Misbehaving 2080 ti (Nvlddmkm.sys)


  1. Posts : 4
    Windows 10
       #1

    Misbehaving 2080 ti (Nvlddmkm.sys)


    Greetings, I'll try to provide as much info as I can on the issue I'm facing so please bear with me.

    A couple months ago, my 2080 ti that has been working flawlessly in this machine for 4+ years started locking up my entire system in games to the point where I had to hard reset using the button on the case. (System became unresponsive, monitor was stuck on the last rendered frame.) OCCT 3d adaptive tests resulted in a system hang within 5 minutes, and the power tests froze the system pretty much instantly.
    I've made sure that all temperatures (core, hotspot, memory) are within safe operating range. I've also made sure that the PSU rails are within safe operating range under load. (+-5%). I've tried multiple driver versions (using DDU in safe mode), undervolting & underclocking. At one point, I had thought that a new driver fixed the issue as the gpu started working properly again for about 4 weeks. Then one day, without me making any changes to hardware & software, It started crashing again. This time, the lock ups were far more frequent than during the first episode of issues.

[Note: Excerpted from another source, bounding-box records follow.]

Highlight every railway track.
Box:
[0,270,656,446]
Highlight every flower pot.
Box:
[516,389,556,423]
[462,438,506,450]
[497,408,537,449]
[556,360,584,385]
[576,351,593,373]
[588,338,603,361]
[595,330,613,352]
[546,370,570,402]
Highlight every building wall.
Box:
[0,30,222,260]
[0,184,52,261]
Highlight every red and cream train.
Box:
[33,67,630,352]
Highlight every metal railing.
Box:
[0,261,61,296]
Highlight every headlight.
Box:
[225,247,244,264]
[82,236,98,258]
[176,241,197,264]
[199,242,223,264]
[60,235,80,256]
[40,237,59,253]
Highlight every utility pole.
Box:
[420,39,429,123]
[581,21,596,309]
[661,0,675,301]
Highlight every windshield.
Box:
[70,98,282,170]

    All LiveKernelReports & Minidumps point to an issue with Nvlddmkm.sys

    I understand that while this clearly indicates an issue with the driver, there could be other factors influencing this such as bad ram sticks, xmp profiles, cpu overclocks, the card itself, psu, etc.

    Out of frustration, I gave up on troubleshooting and put an old gtx 960 in the system. It's been rock solid stable for about 3 months. Not a single lock up, no BSOD's, nothing.

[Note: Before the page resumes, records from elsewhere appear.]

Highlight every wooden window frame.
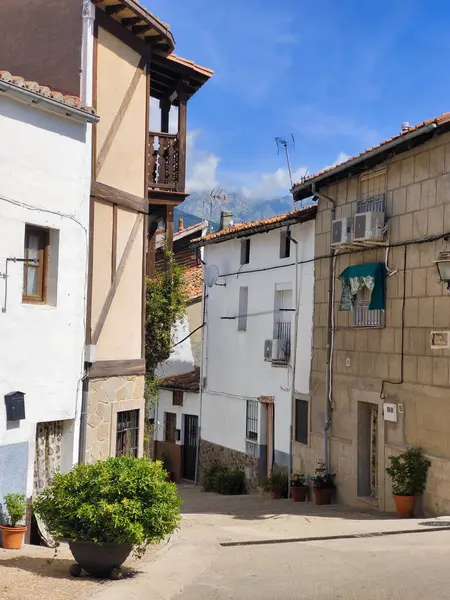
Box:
[164,412,177,443]
[172,390,184,406]
[241,238,250,266]
[22,225,50,304]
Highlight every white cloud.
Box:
[186,130,220,193]
[241,167,307,201]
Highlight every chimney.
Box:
[220,210,233,231]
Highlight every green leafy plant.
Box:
[291,473,306,487]
[311,460,336,490]
[386,448,431,496]
[267,466,289,498]
[4,494,27,527]
[202,463,246,496]
[33,456,181,554]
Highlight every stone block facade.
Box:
[294,133,450,514]
[86,375,145,462]
[199,440,260,491]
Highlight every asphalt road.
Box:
[173,532,450,600]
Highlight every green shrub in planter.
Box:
[33,457,181,553]
[202,464,246,496]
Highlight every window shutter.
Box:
[238,287,248,331]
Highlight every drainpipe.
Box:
[288,231,300,498]
[312,183,336,473]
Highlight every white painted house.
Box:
[0,71,98,502]
[196,206,316,487]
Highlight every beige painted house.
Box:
[0,0,212,461]
[293,113,450,515]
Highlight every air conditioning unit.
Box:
[331,217,353,246]
[272,340,289,360]
[353,212,385,242]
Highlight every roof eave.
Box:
[0,81,100,123]
[291,122,442,202]
[191,206,317,248]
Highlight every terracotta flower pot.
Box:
[0,525,27,550]
[270,484,283,500]
[313,488,333,506]
[394,496,416,519]
[291,485,308,502]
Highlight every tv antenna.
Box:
[275,133,295,189]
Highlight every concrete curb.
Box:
[219,525,450,548]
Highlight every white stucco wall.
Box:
[155,389,200,445]
[0,95,91,493]
[201,221,314,454]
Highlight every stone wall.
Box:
[199,440,260,491]
[300,134,450,514]
[86,375,145,462]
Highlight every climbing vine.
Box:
[145,249,187,455]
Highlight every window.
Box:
[116,410,139,458]
[353,288,384,327]
[241,239,250,265]
[245,400,258,442]
[164,413,177,442]
[295,398,309,444]
[22,225,49,303]
[172,390,184,406]
[238,287,248,331]
[280,230,291,258]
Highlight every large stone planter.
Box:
[69,540,133,577]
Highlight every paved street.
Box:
[89,489,450,600]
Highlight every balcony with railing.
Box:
[148,132,181,192]
[275,321,291,362]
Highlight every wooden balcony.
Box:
[148,132,182,192]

    Please correct me if I'm wrong, but in my mind, this eliminates the possibility of the issues being caused by ram, cpu settings, bad pcie slot, etc.

    Today, I took the 2080 ti over to a friends house, put it in his machine, fired it up and the OCCT tests passed with no issues. We also ran furmark - no issues.

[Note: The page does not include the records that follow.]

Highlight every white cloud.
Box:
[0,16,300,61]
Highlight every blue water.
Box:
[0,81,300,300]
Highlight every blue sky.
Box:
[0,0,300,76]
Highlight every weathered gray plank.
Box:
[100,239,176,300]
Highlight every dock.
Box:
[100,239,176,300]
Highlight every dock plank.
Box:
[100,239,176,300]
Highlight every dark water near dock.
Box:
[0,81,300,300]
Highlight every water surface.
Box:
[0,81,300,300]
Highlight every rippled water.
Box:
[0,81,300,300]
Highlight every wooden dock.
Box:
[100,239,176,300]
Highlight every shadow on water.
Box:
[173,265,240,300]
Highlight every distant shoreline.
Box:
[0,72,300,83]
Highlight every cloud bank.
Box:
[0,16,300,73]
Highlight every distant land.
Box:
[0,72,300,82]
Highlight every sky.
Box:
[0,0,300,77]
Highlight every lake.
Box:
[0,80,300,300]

    At this point, I think that the PSU is the main suspect even though the voltages are rock solid and the gtx 960 runs absolutely fine on it. (Though it's far less power hungry than the 2080ti) It's a Seasonic Prime Ultra Gold 850w that's been in use for about 4 years and has a 12 year warranty.

    System specs:

    Aorus z390 master F7 bios (older bios version, but has been working fine with the 2080 ti for years, and as of now, works fine with the gtx 960)

    I9 9900k @4.7ghz, turbo boost off, multi core enhancement off, undervolted. (has been working flawlessly for 5 years and still does with the gtx 960)

    32gb DDR4 Kingston Hyperx Predator 2666mhz xmp profile (again, works fine with the gtx 960 and the sticks are 100% fully compatible with the motherboard)

    Windows 10 pro 22h2 fully up to date

    Am I missing something here, or should I try a different PSU at this point? software conflict has also crossed my mind. I've had this installation of windows pretty much since I've built the system in late 2019, but I'm taking really good care of it. Everything is up to date, there's absolutely no malware/viruses and whenever I update drivers, I make sure not to leave any residual files behind. But again - If it was a software conflict, how come the gtx 960 works absolutely fine?

    TLDR:
    RTX 2080 ti is unstable in my system.
    GTX 960 runs fine in my system.
    The same RTX 2080 ti runs fine in a different system.

    Many thanks in advance to anyone that's willing to dedicate a couple minutes of their time for feedback.
    Last edited by 9489; 4 Weeks Ago at 14:59.
      My Computer


  2. Posts : 24,026
    Win 10 Home ♦♦♦19045.4842 (x64) [22H2]
       #2

    Hello @9489 and welcome to Ten Forums.

    Try this...

    1. Enable or Disable Driver Updates in Windows Update in Windows 10

    2. Then use DDU again, and then reinstall the vid card driver, like so...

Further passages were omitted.